La Battaglia di Gorizia raccontata da Walter Giorelli (da "Il sorriso dell’obice" di Dario Malini)

L’attacco è iniziato. Le traiettorie di centinaia di proiettili percuotono gli spazi sopra le nostre teste. Il Monte Santo, incendiato in cima, pare un vulcano. Figure di sfere, di lunghi cilindri, di coni immensi s’alzano dalle vette e sono polvere, fumo, terra. Vibrano le pareti delle montagne, diventate di metallo, riverberando all’infinito il rumore degli scoppi. I nemici non si vedono: è la guerra meccanica.
[…]
Riprendo in mano la penna dopo diversi giorni. L’azione, cominciata il 6 agosto, è ancora in corso. Ho visto tutto ciò che un soldato può vedere in guerra e non sono impazzito. Le artiglierie vomitavano obici e proiettili che, esplodendo, provocavano un tale fracasso da far uscire di senno molti e molti compagni i quali, privi d’ogni controllo, sparavano a casaccio, si aggrappavano l’uno all’altro, correvano insensatamente verso le postazioni avversarie, avvinghiavano e mordevano le cortecce degli alberi.

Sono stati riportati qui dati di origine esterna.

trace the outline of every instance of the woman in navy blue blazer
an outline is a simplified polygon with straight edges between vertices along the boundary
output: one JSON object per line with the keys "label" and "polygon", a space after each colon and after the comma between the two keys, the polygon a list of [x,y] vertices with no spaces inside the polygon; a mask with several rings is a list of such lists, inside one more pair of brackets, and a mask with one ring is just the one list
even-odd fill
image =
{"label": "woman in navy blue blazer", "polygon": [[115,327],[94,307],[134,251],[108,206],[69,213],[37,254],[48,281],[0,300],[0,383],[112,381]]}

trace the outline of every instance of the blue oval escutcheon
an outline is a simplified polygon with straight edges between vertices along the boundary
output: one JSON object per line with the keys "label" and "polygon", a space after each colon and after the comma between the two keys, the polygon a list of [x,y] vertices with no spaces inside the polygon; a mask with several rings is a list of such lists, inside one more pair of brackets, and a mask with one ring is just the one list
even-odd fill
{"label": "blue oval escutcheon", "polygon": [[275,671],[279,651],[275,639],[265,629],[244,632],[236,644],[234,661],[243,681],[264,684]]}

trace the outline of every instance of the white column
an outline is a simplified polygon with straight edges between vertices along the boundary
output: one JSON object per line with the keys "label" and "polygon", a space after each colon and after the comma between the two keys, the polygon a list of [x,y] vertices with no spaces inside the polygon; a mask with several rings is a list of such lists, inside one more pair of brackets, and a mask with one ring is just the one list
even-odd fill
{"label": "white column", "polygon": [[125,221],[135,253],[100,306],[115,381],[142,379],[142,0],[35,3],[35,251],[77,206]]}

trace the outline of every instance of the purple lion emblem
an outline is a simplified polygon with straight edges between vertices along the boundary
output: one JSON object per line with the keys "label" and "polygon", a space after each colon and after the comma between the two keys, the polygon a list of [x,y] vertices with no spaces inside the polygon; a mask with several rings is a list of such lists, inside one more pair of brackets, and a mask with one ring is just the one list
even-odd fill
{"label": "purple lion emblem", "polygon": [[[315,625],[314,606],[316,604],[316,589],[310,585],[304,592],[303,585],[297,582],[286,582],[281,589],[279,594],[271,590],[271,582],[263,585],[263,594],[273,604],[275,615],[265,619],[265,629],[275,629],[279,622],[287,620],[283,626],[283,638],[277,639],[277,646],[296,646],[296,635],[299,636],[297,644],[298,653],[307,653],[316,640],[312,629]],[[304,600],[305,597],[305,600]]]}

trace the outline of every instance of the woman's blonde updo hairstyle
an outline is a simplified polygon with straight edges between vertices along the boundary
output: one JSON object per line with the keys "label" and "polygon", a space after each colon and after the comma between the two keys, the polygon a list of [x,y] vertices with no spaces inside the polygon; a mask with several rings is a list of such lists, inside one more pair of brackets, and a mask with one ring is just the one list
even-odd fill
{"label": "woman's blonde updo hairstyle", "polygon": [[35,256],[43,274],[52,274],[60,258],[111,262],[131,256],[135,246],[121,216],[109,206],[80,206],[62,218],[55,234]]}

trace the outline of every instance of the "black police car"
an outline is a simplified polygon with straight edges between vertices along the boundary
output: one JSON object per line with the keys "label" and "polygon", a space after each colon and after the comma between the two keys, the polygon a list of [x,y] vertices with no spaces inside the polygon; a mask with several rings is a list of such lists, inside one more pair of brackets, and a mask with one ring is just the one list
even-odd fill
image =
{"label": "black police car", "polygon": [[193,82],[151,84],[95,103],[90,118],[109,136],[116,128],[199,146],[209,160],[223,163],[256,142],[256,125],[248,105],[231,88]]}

I bombardamenti erano incessanti.
Vedevo i ragazzi salire di corsa all’assalto, entro e fuori i camminamenti, e scendere, quasi in numero uguale, in barella o portati a spalla da qualcuno, con le braccia o le gambe divelte dalle granate.
Da un semplice punto di vista militare, la tattica appariva insensata, giacché il filo spinato posto a protezione della linea austriaca era intatto quasi dappertutto e le mitragliatrici nemiche potevano falciare agevolmente gli uomini che tentavano di superarlo. Ma di tutto ciò nessuno degli ufficiali sembrava darsi pena, cosicché il senso del dovere e il coraggio dei soldati, assieme ai due grandi motori della guerra, la coercizione e l’alcol, davano sostanza e una sorta di ordine all’immane carneficina.
Oppressi dall’odore dolciastro del sangue e da quello stordente della cattiva grappa, noi, che dovevamo riparare i guasti provocati dagli scoppi, lavoravamo in trincee ricolme di cadaveri, atterriti dall’eventualità che una granata potesse da un momento all’altro seppellirci sotto una montagna di melma.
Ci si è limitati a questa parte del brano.